A report from trade credit insurer, Atradius, has revealed that Australian businesses need to be careful when doing business with participants in the North American Free Trade Agreement (NAFTA).
Mark Hoppe, managing director ANZ, Atradius, said, “The USA, Canada and Mexico are facing difficult market conditions. This doesn’t mean Australian companies should steer clear of doing business with organisations in these countries but it does mean it’s important to ensure that any business dealings have been well-considered and that the Australian organisation is protected by trade credit insurance.”
In the USA, corporate insolvencies increased in 2016 as exporting businesses struggled with lost competitiveness due to a stronger US dollar and ongoing problems in the oil and gas sector. Many companies are highly leveraged and access to bank funds and capital markets has reduced. In 2017, insolvencies are set to decrease very slightly.

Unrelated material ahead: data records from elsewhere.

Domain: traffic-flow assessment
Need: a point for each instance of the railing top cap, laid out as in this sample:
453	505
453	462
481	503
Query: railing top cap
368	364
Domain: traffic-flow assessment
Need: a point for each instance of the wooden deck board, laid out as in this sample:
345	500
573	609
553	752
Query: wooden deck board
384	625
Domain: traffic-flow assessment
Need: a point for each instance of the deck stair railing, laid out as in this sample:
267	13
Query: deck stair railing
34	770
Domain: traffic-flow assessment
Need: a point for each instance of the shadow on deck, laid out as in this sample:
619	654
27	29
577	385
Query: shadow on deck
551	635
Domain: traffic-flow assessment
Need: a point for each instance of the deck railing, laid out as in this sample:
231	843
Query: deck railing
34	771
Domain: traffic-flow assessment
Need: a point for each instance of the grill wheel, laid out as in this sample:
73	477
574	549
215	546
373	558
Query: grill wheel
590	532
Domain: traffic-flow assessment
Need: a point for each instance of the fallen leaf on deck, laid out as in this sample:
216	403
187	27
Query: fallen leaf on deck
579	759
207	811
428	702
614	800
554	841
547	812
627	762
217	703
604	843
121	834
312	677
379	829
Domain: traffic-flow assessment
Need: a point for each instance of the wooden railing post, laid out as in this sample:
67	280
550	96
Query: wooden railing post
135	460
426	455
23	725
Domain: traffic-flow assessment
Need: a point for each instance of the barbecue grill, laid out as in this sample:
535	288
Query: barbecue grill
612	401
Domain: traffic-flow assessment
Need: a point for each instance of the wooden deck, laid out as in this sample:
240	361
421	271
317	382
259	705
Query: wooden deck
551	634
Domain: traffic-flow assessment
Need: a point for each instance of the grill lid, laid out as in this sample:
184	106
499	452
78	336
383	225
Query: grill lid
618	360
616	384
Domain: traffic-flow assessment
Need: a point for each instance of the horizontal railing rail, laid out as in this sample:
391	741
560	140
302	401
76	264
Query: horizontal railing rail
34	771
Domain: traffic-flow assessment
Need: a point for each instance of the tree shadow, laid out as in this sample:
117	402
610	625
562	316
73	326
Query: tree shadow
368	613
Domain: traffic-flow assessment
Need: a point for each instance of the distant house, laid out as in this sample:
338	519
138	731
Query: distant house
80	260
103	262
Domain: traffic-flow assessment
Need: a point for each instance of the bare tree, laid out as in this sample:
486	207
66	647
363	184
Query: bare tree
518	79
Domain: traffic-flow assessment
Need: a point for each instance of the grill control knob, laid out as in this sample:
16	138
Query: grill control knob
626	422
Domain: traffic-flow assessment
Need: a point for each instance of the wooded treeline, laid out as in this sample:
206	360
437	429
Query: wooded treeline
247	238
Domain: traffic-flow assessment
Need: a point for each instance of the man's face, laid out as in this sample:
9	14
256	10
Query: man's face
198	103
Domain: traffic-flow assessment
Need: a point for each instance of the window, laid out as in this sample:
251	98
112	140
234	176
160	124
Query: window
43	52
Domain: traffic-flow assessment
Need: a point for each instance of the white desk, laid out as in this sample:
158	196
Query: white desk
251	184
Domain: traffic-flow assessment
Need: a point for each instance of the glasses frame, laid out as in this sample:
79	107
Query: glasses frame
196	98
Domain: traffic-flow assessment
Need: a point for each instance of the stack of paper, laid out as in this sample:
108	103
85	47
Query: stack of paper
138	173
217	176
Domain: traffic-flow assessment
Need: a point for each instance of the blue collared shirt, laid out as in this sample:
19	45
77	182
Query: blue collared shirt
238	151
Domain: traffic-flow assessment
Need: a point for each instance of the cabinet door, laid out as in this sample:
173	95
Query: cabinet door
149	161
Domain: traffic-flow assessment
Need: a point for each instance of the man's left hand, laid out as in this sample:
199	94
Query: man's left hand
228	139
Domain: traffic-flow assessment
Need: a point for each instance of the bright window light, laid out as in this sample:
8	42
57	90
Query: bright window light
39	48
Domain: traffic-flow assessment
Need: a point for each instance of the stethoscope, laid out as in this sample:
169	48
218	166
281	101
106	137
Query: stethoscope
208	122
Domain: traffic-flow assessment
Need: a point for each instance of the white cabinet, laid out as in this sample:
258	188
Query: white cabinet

Overall, US economic growth is expected to rebound in 2017, mainly driven by domestic demand and exporters continue to suffer from a strong US dollar. Consumer confidence and business sentiment could be dampened due to volatility in the world economy and international markets.
Mark Hoppe said, “On the plus side, unemployment is set to fall again in 2017 and job security has increased. This could help drive increased private consumption, which can contribute to economic growth. Unfortunately, average wage growth has been modest since 2009 but, fortunately, household debt as a share of GDP has decreased from almost 100 percent in 2007 to 78 percent in 2015. Consumers are likely to welcome cheaper imported products as a way to save money.”
Canadian corporate insolvencies increased in 2016 but are likely to decrease slightly again in 2017, and growth is expected to rebound. However, as the world’s fifth-largest oil producer, Canada has been affected by the decrease in oil prices since mid-2014, triggering a major decrease in investment. Economic growth is slow at approximately two percent.
There is some uncertainty presented by US President-elect Donald Trump’s potential to introduce more protectionist trade policies or renegotiate NAFTA, which could have a negative impact on Canada’s economy.
Mark Hoppe said, “The Canadian manufacturing industry is unlikely to take over from the energy sector as it has lost competitiveness internationally as a result of currency depreciation and high wage costs. The current account deficit is likely to decrease to 1.7 percent of GDP in 2017 but any future trade frictions with the USA could dampen Canada’s export performance in the future.”
The Mexican peso has been hit hard by Donald Trump’s election, depreciating by more than 10 percent following the election. This volatility is expected to continue until President-elect Trump’s policies towards its southern neighbour become clearer.
Mark Hoppe said, “The peso depreciation has pushed up inflation and the Bank of Mexico has increased the benchmark interest rate several times in the past 12 months. Rate hikes to more than five percent are likely. However, this monetary policy negatively impacts domestic demand in times of an already-sluggish GDP growth rate. And there are increasing concerns about government creditworthiness, with growing public debt and rising spending pressures.
“Add to this ongoing domestic political instability, fuelled by drug-related crime and widespread corruption, and consumer confidence and business sentiment are understandably subdued. If President Trump makes good on his promises to impose import tariffs on Mexican goods, impose capital controls over remittances, and order mass deportations of illegal immigrants, then the projected Mexican GDP growth rate of about two percent in 2017 and 2018 could end up much lower.
“However, it’s not all doom and gloom in Mexico. The country’s fiscal framework has improved and tax revenues have increased. A flexible exchange rate and solid external balances, with limited external refinancing needs, underpin Mexico’s resilience. Crucial reforms have also been passed to overcome the economy’s structural weaknesses such as low earnings capacity, limited fiscal flexibility and high dependency on volatile portfolio capital inflows.
“The bottom line when doing business with companies from any of these three countries is to thoroughly research the individual organisation as well as having a robust understanding of the economic and political climate in which it operates. Australian companies must protect themselves with trade credit insurance, which has the added bonus of providing them with risk management information regarding many of the organisations they may look to do business with.”